Anyway, to me, as long as the feast sells out it's ok if not everyone 
wants to eat it.  I want to feed everyone who's interested, not everyone

who's there.

	Yes, I agree up to a point.  I think that there's striking a
balance
	between trying to do the best feast you can on several
levels--one
	that's pleasing, on time, the correct temperature,
well-researched
	and period varying to perioid--and trying to get people to take
an
	interest.  If you're cooking at a more isolated event, you
really do
	have a captive audience.  But in talking about pleasing the
customer,
	we should bear in mind that for many of these people they are
thinking
	in terms of having a McBLT plopped down in front of them.

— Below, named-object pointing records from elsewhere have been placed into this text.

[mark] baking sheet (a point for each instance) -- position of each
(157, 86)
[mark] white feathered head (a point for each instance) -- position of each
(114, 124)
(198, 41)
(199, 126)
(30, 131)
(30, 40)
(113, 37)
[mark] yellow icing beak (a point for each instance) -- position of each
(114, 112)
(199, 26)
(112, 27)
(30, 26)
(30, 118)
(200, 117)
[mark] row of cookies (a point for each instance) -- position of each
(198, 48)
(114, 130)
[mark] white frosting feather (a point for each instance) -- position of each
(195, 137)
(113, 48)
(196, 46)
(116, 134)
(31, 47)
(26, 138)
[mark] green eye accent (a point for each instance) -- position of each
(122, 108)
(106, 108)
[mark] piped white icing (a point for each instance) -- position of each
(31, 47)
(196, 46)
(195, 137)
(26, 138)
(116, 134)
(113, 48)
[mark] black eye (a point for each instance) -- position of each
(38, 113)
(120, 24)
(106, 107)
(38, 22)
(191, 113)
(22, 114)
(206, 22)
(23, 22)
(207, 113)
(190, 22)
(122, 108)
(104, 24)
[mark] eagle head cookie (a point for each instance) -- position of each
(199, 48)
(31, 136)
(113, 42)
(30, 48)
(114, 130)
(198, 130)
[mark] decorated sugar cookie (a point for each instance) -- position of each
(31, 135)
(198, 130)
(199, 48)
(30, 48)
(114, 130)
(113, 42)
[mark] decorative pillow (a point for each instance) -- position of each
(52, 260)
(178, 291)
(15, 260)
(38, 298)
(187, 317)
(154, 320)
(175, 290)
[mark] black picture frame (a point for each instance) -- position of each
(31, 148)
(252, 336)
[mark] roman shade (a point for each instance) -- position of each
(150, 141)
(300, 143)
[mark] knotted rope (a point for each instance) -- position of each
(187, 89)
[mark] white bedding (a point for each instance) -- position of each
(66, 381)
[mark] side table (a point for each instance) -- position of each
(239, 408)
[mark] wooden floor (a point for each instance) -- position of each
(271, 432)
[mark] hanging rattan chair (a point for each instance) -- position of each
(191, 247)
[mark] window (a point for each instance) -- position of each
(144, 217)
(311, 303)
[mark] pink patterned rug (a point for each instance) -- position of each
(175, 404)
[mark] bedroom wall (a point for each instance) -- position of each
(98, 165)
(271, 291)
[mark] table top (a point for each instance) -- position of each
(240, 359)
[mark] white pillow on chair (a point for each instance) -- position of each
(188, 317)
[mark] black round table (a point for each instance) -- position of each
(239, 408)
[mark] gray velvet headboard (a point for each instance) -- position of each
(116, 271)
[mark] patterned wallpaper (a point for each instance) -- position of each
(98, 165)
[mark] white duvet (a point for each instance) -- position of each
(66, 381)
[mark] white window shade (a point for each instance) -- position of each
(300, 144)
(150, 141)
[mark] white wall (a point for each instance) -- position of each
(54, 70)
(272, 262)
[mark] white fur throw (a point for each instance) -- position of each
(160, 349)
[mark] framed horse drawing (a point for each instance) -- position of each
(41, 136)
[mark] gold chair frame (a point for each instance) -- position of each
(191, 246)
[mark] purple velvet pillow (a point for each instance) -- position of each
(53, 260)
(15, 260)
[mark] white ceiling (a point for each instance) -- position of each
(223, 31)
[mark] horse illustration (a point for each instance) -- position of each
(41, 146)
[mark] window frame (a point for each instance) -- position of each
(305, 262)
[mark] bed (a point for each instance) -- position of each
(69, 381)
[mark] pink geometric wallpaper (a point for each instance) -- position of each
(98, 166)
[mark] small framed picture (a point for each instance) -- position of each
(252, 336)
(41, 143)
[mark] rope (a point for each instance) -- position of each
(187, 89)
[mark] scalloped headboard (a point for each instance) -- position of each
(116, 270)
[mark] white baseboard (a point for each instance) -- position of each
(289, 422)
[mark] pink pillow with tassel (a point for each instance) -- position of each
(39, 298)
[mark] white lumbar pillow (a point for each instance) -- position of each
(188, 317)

	I think both "extremes" need to consider the POV of the other
"extreme":
	quite a few people *are* voting with their feast-going dollar,
and they're
	entitled to do that, because they're not being served steak and
baked
	potatoes.  That doesn't mean that I have to serve them steak and
baked
	potatoes to keep them appeased; they should also seriously
listen and
	consider what's being offered at the feast, and ask questions.
I had
	no problem last year when the seneschal and his lady, both
pretty picky
	eaters, dropped by and asked rather suspiciously what these food
items
	were at Midwinter.  They both came and both raved about the
feast; they
	got the variety of foods that I'd promised, they could pick and
choose,
	they could eat their roast chicken with the weird green sauce
:-)
	(Sauce Persleye) or the weird red one (Strawberye, the favorite
among
	the adventuresome diners) or plain if they liked.